Why don't I say it? Essentially because it's rude. How do I say that we are better? What makes us better?
Many parents have met with a breastfeeding helper (hopefully they are an IBCLC) in the hospital in the days immediately after baby is born. Unfortunately, during their shift the hospital IBCLC is tasked with seeing an entire list of new families as well as the babies in the NICU. They are allotted about 15 minutes per family. Sometimes a family gets lucky and the IBCLC has more time to spend with them.
During an appointment with The MILC Group we spend 1.5 to 2 hours with families. We have the opportunity to fully listen and discuss the issues the breastfeeding dyad is having. We can examine the baby and observe a relaxed nursing session. We feel privileged to have this time with you.
Some families have gone back to the hospital lactation centers for outpatient visits to work on the latch, etc. It would be my expectation that during that consult a full and thorough oral examination would be done as well as looking at the baby's structure and function. Time should be taken to listen. A full health history can show much about what is going on. Sadly this is often not the case.

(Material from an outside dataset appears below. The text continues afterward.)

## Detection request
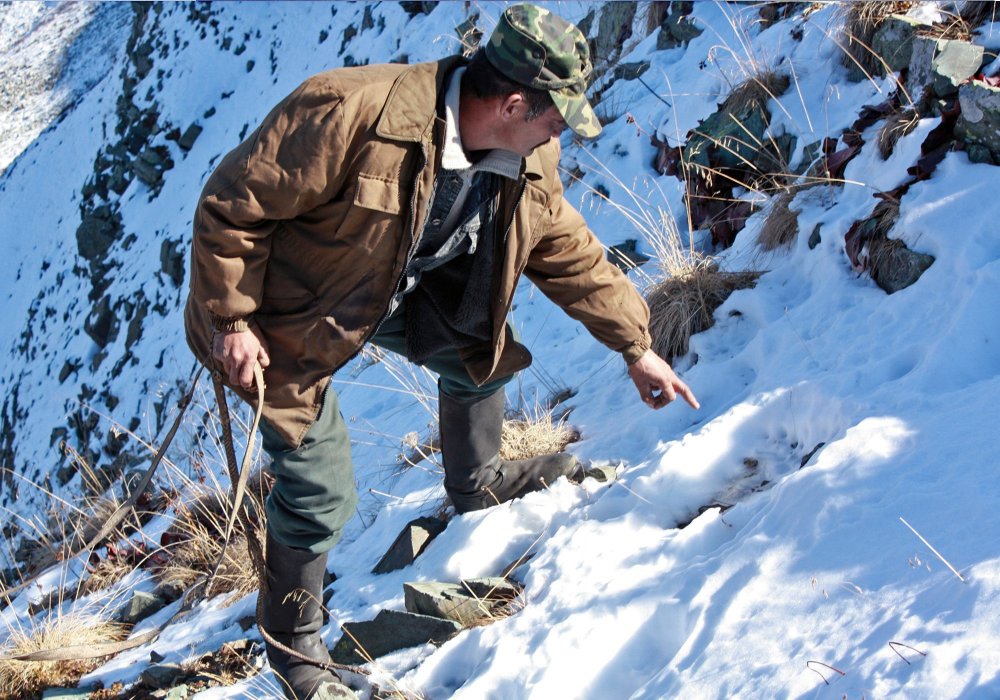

Why do the IBCLCs of The MILC Group take more time doing the type of exam mentioned above? Part of it is experience, but more so training we have received. We have chosen to pursue additional hands-on training as well as other professional development which has assisted us in identifying issues that others miss. Taking the time to really look at a baby. Is the baby's alignment straight or crooked? Does their body curve one way or their neck twist another? How does their mouth move when nursing? How does their jaw look? What is going on inside of their mouth?
This past week, a parent posted in an online group. They wrote they were switching to exclusively pumping and bottle feeding. They had seen several IBCLCs at the hospital and they were still having latch and pain issues. I tried to explain the bottle can get the job done feeding their baby, but the issue causing feeding at the breast to go poorly is still there. This is a hard thing to explain to someone who is in pain and desperate.
How many kids do you know who get pulled out for speech therapy in elementary school? How many times do you hear a parent say that their kids are picky eaters, won't eat foods with certain textures, that they can't swalllow pills, etc.? These are often signs of an oral issue that might have been caught with a thorough examination by a well-trained IBCLC. Taking a full and thorough health history and asking questions about family oral anatomy can tell so much! I always get excited putting the dots together for people. You can switch to bottles as so many families have done for the past 100 or so years BUT that oral anatomy won't change.
Can The MILC Group fix every problem? No. We can do our best though and through our Weight Check Wednesdays and Friday Breastfeeding Support Group we do our very best to continue supporting families who are having issues and working through problems. We offer support and encouragement. We provide referrals. We hope to be the people who keep you going. We do this because someone did it for us.